Accused in 2022 attempted murder

LIBERTY — A Youngstown man charged with attempted murder after a shooting in 2022 lost his appeal in the Ohio 11th District Court of Appeals on Monday.

Kevin Mallard, 56, will remain an inmate at Mansfield Correctional Institution, serving a 68- to 73.5-year sentence, according to the Trumbull County Prosecutor’s Office.

Judges Mary Jane Trapp, Eugene A. Lucci and Robert J. Patton of the 11th District affirmed the judgment of the Trumbull County Court of Common Pleas on Monday, in the conviction and sentencing of Mallard.

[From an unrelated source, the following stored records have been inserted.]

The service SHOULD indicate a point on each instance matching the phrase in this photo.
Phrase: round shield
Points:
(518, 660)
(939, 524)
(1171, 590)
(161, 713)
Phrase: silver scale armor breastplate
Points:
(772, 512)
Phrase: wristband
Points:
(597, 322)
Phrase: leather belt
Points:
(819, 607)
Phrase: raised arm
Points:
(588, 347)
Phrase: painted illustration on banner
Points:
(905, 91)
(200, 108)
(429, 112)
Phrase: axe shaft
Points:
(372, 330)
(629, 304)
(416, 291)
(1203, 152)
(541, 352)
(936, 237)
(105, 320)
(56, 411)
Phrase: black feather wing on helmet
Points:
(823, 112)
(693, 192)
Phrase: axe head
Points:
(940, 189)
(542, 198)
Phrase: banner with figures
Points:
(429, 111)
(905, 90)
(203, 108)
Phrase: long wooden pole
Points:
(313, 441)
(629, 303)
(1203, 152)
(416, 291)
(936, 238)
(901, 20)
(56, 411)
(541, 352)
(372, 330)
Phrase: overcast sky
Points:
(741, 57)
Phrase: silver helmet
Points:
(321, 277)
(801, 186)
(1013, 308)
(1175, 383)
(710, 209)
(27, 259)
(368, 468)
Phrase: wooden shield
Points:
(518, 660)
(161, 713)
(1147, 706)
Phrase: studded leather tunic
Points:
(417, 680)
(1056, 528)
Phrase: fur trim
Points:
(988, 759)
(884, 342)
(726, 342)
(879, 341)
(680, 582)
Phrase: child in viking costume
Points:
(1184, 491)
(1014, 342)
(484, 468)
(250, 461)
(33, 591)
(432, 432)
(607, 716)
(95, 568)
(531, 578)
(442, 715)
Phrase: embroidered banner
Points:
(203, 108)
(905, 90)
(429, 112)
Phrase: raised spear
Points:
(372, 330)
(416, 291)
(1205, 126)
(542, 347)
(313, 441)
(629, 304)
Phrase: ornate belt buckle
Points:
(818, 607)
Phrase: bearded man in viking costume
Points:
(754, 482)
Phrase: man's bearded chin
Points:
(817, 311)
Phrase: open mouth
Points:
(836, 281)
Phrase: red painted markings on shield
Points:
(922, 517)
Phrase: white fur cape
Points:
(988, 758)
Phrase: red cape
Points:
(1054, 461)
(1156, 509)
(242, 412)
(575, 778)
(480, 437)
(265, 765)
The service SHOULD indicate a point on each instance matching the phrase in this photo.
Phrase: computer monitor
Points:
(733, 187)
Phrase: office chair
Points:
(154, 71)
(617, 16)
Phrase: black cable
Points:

In April, Mallard pleaded guilty and was convicted of four counts of attempted murder with firearm specifications, inducing panic with another firearm specification, improperly handling firearms in a motor vehicle and carrying concealed weapons.

The appellate judge rejected two assignments of error that Mallard’s attorney raised with the local court: that the record does not support Judge Ronald Rice’s imposition of consecutive sentences; and his guilty plea was not made knowingly, intelligently and voluntarily because he was not advised of a right to a bench trial, according to a prosecutor’s office news release.

The three judges found the assignments of error to be without merit.

Mallard was directly indicted by a Trumbull County grand jury in June 2022, after he was accused by police of shooting a man at arm’s length with a Glock .40-caliber weapon.

“Mallard was driving on Belmont Avenue with his wife about 3 p.m. on Friday, Jun. 10, 2022, when he stopped at a traffic light at the busy East Liberty Street intersection, descended into a road rage, got out of his vehicle and shot another driver, identified as then 20-year-old Zach Woods, in the temple,” Guy Vogrin, of the Trumbull County Prosecutor’s Office stated in a press release.

Mallard’s Humvee was stopped directly behind Woods’ Mercedes-Benz in the northbound lane at the traffic light, the indictment stated. He exited his vehicle and approached the open driver’s side window before shooting.

The indictment stated that Mallard walked back to his Humvee after the shooting and drove off. According to the indictment, Mallard then engaged in a shootout with four officers from the Liberty Township Police Department who had responded to the incident.

Mallard was struck in the extremities several times, until authorities were able to apprehend him, the indictment stated.

Woods was permanently maimed and disabled and lost both of his eyes before dying in June.

At his sentencing in March, Mallard could not give a reason for shooting Woods and witnesses said there was no sign of road rage prior to the shooting.